Why would you want to use a Research Engine over a Search Engine? The answer is simple: You want a more in-depth answer than a search engine could ever provide. When we first started showing our platform to the world, the first thing we heard was: “Oh, okay, so you’re a search engine.”
Well, no, not really. It is to be expected that people will try and fit things into their Worldview, as we’ve mentioned previously. Thus while it’s a predictable reaction, it’s also frustrating because once so pigeon-holed, it is difficult to have the concept re-assigned.
So before we go any further: We are NOT a Search Engine. We ARE a Research Engine.
The differences? Well, when you use a Search Engine you get thousands of results with varying degrees of relevancy, requiring your own time to sort through and determine if you’ve found what you’ve been looking for. Results are pulled from a local or networked data store, derived specifically from that engine’s crawling activities. While there is Machine Learning going on under the hood, to be sure, the expectations of a near-immediate response predicate that the learning undertaken be completed quickly, so that the response may be sent to the user. Further, a Search Engine tends to compartmentalize your query, so that there is a diminishing return to the number of query terms you can enter, and how that will affect the relevancy of your results. In the context of a Research Engine, the more query terms you enter, the better! We don’t (entirely) compartmentalize your query terms. We consider the query as a whole, breaking it into parts for certain algorithms, but considering the end result as a whole rather than a loosely-associated series of parts.
Another distinction between the Research Engine and widely-known Search Engine is the idea of immediate gratification. One of the core requirements of a search engine is speed. This requirement arguably outranks relevancy. If your response is slow, the users will go. This is the age-old internet adage. So how do we get around this? Is it really a good thing that a response be fast? What if a response took a bit more time, but delivered rich, highly-relevant results? Would this not ultimately save time and resources?

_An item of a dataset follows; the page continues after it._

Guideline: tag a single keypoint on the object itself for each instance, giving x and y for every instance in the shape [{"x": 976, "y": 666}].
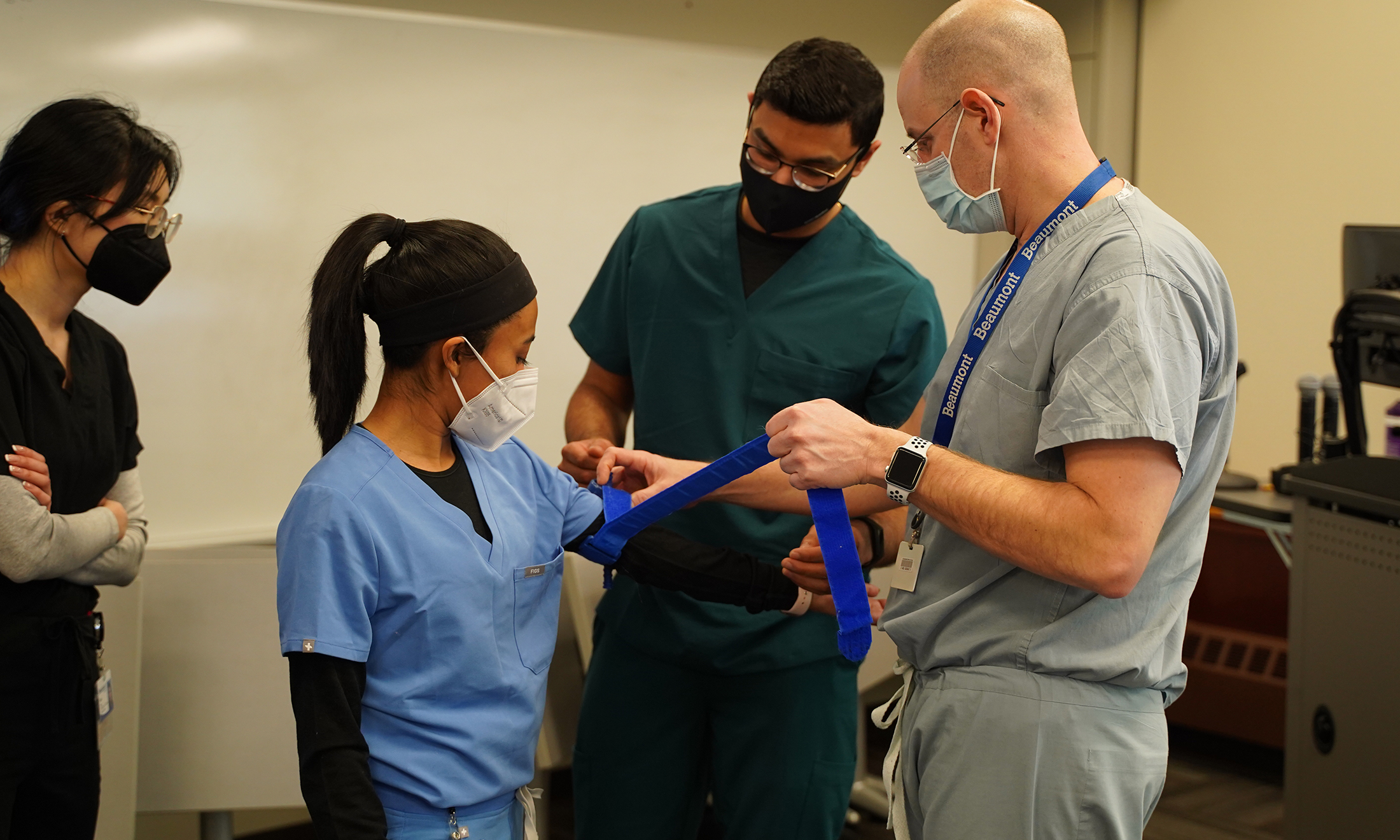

Our conclusion: It absolutely would save time and resources.
So our response to “fast” is: “Hey, go take a walk, or have a beer or some such. Go enjoy life. We’ll be in touch with you shortly.” It really all depends on the question you’re asking. We’ll look at the amount of research required, and either respond immediately, or respond with a “we’re working on it, get back with you shortly” message.
And, indeed, within a short time, you’ll get an email, a text message or a phone call from HAIDIE, telling you she has some information for you to look at. Thus the nature of this beast is very different from that of a typical Search Engine. On our platform, the conversation is on going, as the platform desires to learn from the user, and to maintain a conversation with the user, rather than the arcane concept of learning the machine and issuing a limited set of finite commands. The world is constantly changing. Information expands daily. If you want to maintain an in-depth understanding, you don’t want to search, you want to research.